I would love to help in the testing of this pull request. What can I do? I couldn't find any documentation on how testing is done.

@detro
Copy link
Collaborator

detro commented Jan 5, 2014

Step 1: run against all the PhantomJS and GhostDriver tests, all pass.

@detro
Copy link
Collaborator

detro commented Jan 5, 2014

Just to double check: currently API behaviour is fully preserved - the only difference is the page.cookieJar extra property.

Then, if user want to have dedicated CookieJar for their page, they can create and attach one.

This solution is neat, let me tell you :)

static CookieJar *singleton = NULL;
if (!singleton) {
if (cookiesFile.isEmpty()) {
qDebug() << "CookieJar - Created but will not store cookies (use option '--cookies-file=<filename>' to enable persisten cookie storage)";
Copy link
Collaborator

Choose a reason for hiding this comment

The reason will be displayed to describe this comment to others. Learn more.
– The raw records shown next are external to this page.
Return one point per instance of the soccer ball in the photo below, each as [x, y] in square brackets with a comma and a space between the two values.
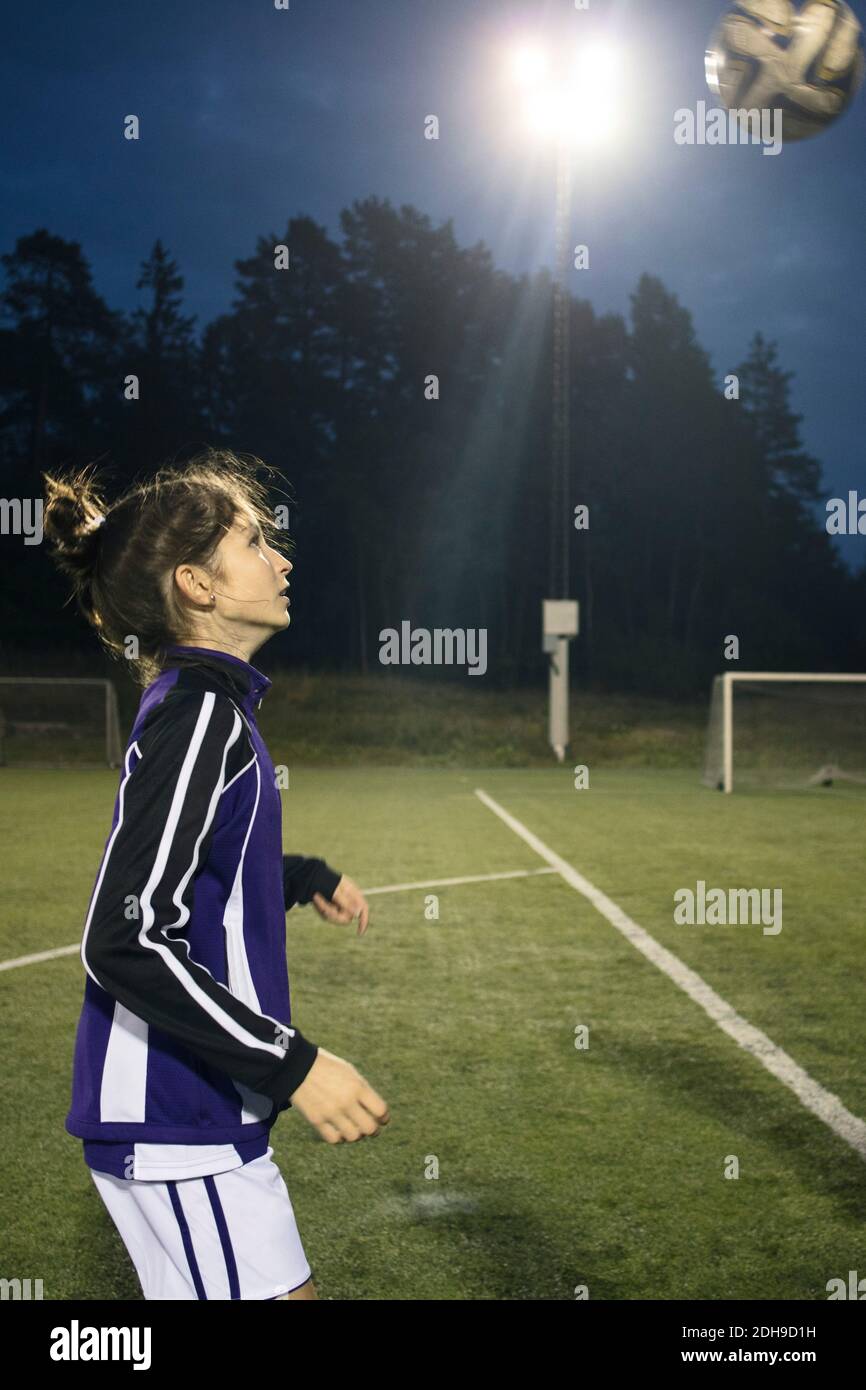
[806, 61]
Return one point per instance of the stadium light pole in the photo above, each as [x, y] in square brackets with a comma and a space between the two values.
[573, 107]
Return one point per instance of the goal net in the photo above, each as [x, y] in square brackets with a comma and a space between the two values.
[50, 722]
[773, 729]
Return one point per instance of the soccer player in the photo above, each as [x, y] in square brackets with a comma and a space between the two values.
[185, 1052]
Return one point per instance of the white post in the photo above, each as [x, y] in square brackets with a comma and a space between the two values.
[727, 729]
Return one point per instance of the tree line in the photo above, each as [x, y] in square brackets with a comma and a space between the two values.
[401, 384]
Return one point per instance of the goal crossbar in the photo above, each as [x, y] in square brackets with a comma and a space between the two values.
[729, 679]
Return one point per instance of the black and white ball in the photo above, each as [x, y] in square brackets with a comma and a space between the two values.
[805, 60]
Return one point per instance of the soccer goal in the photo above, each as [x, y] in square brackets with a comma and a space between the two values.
[786, 729]
[52, 722]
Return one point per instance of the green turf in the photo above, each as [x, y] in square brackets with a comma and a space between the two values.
[555, 1166]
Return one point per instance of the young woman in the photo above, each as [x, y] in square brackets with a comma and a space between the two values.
[185, 1052]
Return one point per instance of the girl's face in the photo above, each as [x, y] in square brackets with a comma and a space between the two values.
[250, 601]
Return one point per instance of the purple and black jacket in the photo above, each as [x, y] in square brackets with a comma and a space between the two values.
[185, 1052]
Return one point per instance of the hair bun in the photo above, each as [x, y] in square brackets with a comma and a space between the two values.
[72, 519]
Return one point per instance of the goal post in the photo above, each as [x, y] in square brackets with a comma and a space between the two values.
[791, 729]
[56, 722]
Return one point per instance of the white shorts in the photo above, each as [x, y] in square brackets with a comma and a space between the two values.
[227, 1236]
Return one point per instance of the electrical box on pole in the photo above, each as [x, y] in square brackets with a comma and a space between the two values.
[560, 620]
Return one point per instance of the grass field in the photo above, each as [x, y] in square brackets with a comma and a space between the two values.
[556, 1166]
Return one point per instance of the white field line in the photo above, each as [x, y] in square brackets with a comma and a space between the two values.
[823, 1104]
[369, 893]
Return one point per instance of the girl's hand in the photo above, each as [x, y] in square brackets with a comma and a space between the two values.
[348, 902]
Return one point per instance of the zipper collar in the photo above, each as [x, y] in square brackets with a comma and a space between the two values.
[252, 683]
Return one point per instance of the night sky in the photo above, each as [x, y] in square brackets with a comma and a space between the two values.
[252, 116]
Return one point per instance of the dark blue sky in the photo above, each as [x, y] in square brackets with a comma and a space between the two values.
[253, 116]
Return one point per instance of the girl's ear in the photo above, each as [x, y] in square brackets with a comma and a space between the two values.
[192, 583]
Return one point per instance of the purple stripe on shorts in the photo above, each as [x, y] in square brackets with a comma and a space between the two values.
[234, 1283]
[186, 1239]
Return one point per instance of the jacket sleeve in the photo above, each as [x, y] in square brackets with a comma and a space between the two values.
[302, 877]
[132, 941]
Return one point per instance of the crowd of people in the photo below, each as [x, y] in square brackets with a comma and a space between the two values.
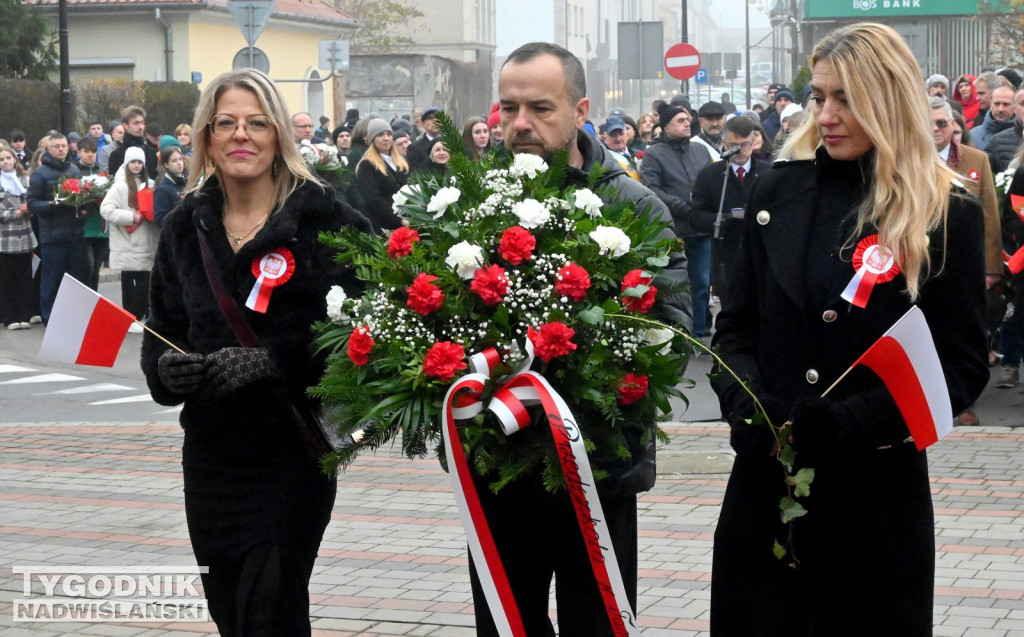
[774, 205]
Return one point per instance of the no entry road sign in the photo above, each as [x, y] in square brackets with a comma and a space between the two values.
[682, 60]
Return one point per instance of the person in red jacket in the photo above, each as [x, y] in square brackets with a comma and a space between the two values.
[966, 94]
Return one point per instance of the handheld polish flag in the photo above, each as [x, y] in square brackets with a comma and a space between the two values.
[84, 328]
[906, 362]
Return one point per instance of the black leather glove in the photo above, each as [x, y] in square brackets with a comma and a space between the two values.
[757, 438]
[816, 430]
[181, 373]
[232, 368]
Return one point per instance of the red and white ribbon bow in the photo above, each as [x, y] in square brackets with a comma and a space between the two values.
[509, 404]
[270, 270]
[875, 264]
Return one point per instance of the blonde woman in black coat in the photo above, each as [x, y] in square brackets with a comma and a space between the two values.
[866, 546]
[380, 174]
[256, 500]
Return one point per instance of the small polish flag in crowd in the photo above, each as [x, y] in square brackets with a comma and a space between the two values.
[84, 328]
[906, 362]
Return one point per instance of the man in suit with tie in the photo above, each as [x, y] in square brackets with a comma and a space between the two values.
[736, 174]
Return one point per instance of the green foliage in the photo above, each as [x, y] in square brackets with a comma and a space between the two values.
[393, 397]
[801, 80]
[28, 48]
[381, 23]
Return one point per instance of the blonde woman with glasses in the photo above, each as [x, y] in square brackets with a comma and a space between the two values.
[240, 277]
[860, 174]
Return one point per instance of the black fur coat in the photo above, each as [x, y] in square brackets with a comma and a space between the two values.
[185, 311]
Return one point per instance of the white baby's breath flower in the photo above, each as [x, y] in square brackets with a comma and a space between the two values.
[586, 200]
[611, 240]
[465, 258]
[526, 164]
[531, 213]
[335, 299]
[442, 199]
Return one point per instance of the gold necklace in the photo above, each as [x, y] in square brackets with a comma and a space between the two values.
[239, 240]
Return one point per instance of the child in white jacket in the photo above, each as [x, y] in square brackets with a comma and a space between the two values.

Could you please re-integrate those qDebug() messages? They do help debugging...

@detro
Copy link
Collaborator

detro commented Jan 5, 2014

A side from my comments (that might require some very small re-touches) I think this is good to go.
I'll wait for your reply (and fixes?).

👍

@detro
Copy link
Collaborator

detro commented Jan 5, 2014

Some note.

Related issues:

Those issues will all be solved once we merge this.

@detro
Copy link
Collaborator

detro commented Jan 6, 2014

PING? @jtrollinson I'd really love to merge this soon.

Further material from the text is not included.